Allegra shows Matilda around the theater, then they descend into the Rarig X and root around in the toys and crayons for a minute or two. Then Allegra introduces Matilda to her extended theater family, the audience, “These people have been waiting a long time to meet you.” But soon enough it’s time for the handoff to mother Amy, and the whole audience spontaneously begins to wave goodbye as Matilda makes her exit. (And dammit, I didn’t cry through the entire show, but I just cried typing that.) “You guys are witnessing something very rare right now. I am out of earshot of Matilda. It’s been a wild last 19 months, y’all.”

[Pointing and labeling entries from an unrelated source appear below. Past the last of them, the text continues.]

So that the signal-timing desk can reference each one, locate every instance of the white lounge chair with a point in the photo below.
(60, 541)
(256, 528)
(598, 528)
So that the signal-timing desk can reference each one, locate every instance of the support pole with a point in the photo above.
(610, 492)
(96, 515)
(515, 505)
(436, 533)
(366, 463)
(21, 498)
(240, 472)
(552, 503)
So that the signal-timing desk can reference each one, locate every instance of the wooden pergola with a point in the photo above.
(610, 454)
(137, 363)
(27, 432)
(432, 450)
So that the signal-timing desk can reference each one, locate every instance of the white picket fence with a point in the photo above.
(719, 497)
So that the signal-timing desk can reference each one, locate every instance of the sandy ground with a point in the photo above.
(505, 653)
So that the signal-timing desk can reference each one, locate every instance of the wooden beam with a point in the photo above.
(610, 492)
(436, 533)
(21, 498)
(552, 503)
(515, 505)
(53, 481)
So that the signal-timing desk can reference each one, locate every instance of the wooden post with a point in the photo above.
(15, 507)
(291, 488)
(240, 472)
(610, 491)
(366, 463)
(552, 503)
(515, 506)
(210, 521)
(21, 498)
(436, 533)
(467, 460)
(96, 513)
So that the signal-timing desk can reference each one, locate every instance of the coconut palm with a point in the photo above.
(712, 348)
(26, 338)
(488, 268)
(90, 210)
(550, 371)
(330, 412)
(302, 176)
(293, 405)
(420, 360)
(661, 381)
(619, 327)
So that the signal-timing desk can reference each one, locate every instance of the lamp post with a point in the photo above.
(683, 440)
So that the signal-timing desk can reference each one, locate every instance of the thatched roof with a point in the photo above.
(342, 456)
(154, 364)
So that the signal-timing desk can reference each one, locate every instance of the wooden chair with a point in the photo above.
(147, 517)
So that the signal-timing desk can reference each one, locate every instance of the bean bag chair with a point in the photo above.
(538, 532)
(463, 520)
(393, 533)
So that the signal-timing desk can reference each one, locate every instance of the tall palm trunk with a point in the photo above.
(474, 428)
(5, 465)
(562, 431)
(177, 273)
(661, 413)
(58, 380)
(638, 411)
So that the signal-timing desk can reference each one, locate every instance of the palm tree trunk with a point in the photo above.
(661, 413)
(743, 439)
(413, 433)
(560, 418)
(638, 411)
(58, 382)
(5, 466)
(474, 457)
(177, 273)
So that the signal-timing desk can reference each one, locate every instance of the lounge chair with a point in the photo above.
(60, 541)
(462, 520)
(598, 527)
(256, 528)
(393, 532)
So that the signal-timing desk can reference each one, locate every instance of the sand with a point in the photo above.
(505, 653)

“Are you ready to see the castle?”
Allegra then proceeds to get out that music stand and script and present to us six short pieces from a wealth of material that has been the first year or so of parenthood. There’s the unconventional birth, and the excursions to Walt Disney World. There’s the unexpected identity struggles involved with not being the birth mother - and thus a bottle and not a breast feeder, or feeling the need to demur when people mention “She has your eyes” or “your height.” There’s the strange sleep habits of children, hoarding things around themselves, a behavior from Allegra’s past she sees reflected in her daughter. And there’s grappling with how dark the world can sometimes seem, and here you are trying to raise another human being to be part of it.
“She doesn’t know how to deal with celebrity babies.”
I’m only a godfather myself, but I’m struck by the truth of a quote that floats around which says, "To have a child is to decide forever to have your heart go walking around outside your body.” Allegra Lingo’s still a great storyteller. Parenthood is just ripping away another layer of artifice that Lingo has always had between her and her audience. She’s not any more sentimental now than she was before. She’s just as clear-eyed, just as much the wry observer of life’s absurdities. But her heart’s walking around outside her body now. She can’t hide anything from us anymore. On some level, that must be terrifying. But man, is it making her a better storyteller.